Here is what I have realized since completing my apprenticeship: software crafters must commit to a career of learning. That learning, however, more closely resembles that of an apprenticeship than that of the traditional classroom. In the classroom, the practiced focus of each course created incentive to compartmentalize. But in an apprenticeship, mentors should aim to do the exact opposite. To illustrate, I'll share another anecdote, the story of my 8th Light apprenticeship.

  • Before I arrived, I had to write a Tic Tac Toe application.
  • Then I had to write tests for my Tic Tac Toe application.
  • Then I had to read about testing.
  • Then I had to test-drive another Tic Tac Toe application.
  • Then I had to refactor my Tic Tac Toe application so that it was a loosely coupled system.
  • Then I had to read about interacting with clients.
  • Then I had to read about a new language.
  • Then I had to test-drive a loosely coupled server in said new language for an automated client.
  • Then I had to test-drive a loosely coupled combination of my Tic Tac Toe application and my server for mock clients, my mentors!

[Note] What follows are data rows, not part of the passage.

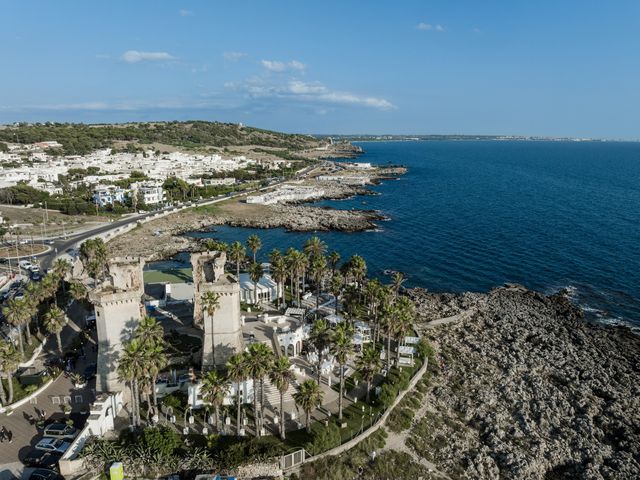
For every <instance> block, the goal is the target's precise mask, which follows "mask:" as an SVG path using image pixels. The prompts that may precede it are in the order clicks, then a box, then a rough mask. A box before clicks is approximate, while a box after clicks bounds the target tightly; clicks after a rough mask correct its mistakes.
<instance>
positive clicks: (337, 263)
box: [329, 250, 340, 277]
mask: <svg viewBox="0 0 640 480" xmlns="http://www.w3.org/2000/svg"><path fill="white" fill-rule="evenodd" d="M338 263H340V254H339V253H338V252H336V251H335V250H334V251H333V252H331V253H330V254H329V265H331V276H332V277H333V276H335V274H336V269H337V268H338Z"/></svg>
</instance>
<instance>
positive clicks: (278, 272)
mask: <svg viewBox="0 0 640 480" xmlns="http://www.w3.org/2000/svg"><path fill="white" fill-rule="evenodd" d="M271 275H273V279H274V280H275V282H276V289H277V291H276V297H278V308H280V307H281V306H282V298H284V282H285V280H286V278H287V266H286V264H285V261H284V258H282V257H279V258H276V259H275V261H274V262H272V263H271Z"/></svg>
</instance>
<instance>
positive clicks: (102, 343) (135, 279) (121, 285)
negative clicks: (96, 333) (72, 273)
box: [89, 257, 145, 392]
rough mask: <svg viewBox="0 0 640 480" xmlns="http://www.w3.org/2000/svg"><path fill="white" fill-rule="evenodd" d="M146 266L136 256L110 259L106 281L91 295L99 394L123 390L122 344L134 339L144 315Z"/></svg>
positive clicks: (97, 384)
mask: <svg viewBox="0 0 640 480" xmlns="http://www.w3.org/2000/svg"><path fill="white" fill-rule="evenodd" d="M143 265H144V261H143V260H142V259H140V258H137V257H118V258H114V259H111V260H109V263H108V267H107V270H108V273H107V278H106V280H105V281H104V282H103V283H102V284H101V285H100V286H99V287H98V288H96V289H95V290H94V291H93V292H91V294H90V296H89V299H90V300H91V302H92V303H93V305H94V308H95V315H96V328H97V334H98V360H97V378H96V390H97V391H98V392H117V391H120V390H123V384H122V382H120V381H119V380H118V372H117V368H118V358H119V356H120V353H121V352H122V349H123V344H124V343H126V342H128V341H129V340H131V338H132V336H133V331H134V330H135V328H136V327H137V325H138V322H139V321H140V319H141V318H142V317H143V316H144V314H145V313H144V305H143V301H142V300H143V295H144V281H143V278H142V267H143Z"/></svg>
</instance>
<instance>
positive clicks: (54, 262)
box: [53, 258, 72, 294]
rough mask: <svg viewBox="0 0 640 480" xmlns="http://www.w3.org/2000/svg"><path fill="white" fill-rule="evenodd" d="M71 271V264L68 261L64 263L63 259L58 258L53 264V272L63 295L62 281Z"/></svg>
mask: <svg viewBox="0 0 640 480" xmlns="http://www.w3.org/2000/svg"><path fill="white" fill-rule="evenodd" d="M71 270H72V266H71V264H70V263H69V262H68V261H66V260H65V259H64V258H58V259H57V260H56V261H55V262H53V271H54V272H55V275H56V276H57V277H58V278H59V280H60V282H61V284H62V293H63V294H65V293H66V287H65V284H64V279H65V278H66V276H67V275H68V274H69V273H71Z"/></svg>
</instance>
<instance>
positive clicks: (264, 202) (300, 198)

My apprenticeship trained me to learn continuously by forcing me to digest information from various sources and deliver products informed by all of them. This is the kind of learning I will be doing for the rest of my career: synthesizing, not compartmentalizing. In the classroom, I learned for the evaluation; but in my apprenticeship, I learned for the unknown future.

If the Computer Science degree is not an accurate indicator of software professionalism, then what is? My theory: willingness and ability to synthesize knowledge is that indicator. In other words, I find that I must answer the question "do you know how to ...?" far less often than I do "can you figure out how to ...?" We earn trust with our clients when we can learn how to work effectively with their tools. We are more productive partners when we approach new problems informed by our previous engagements. We can teach more competently when we can learn more holistically.

For these reasons, classroom-based teaching does not suffice. Software professionals are created from experiences that force them to re-orient the manner and purpose with which they learn. Though apprenticeships may not be the only answer to that call, they certainly seem to be an effective one! When we commit to mentorship, we are teaching people to learn via synthesis, and by doing so, we create professional, career-long learners.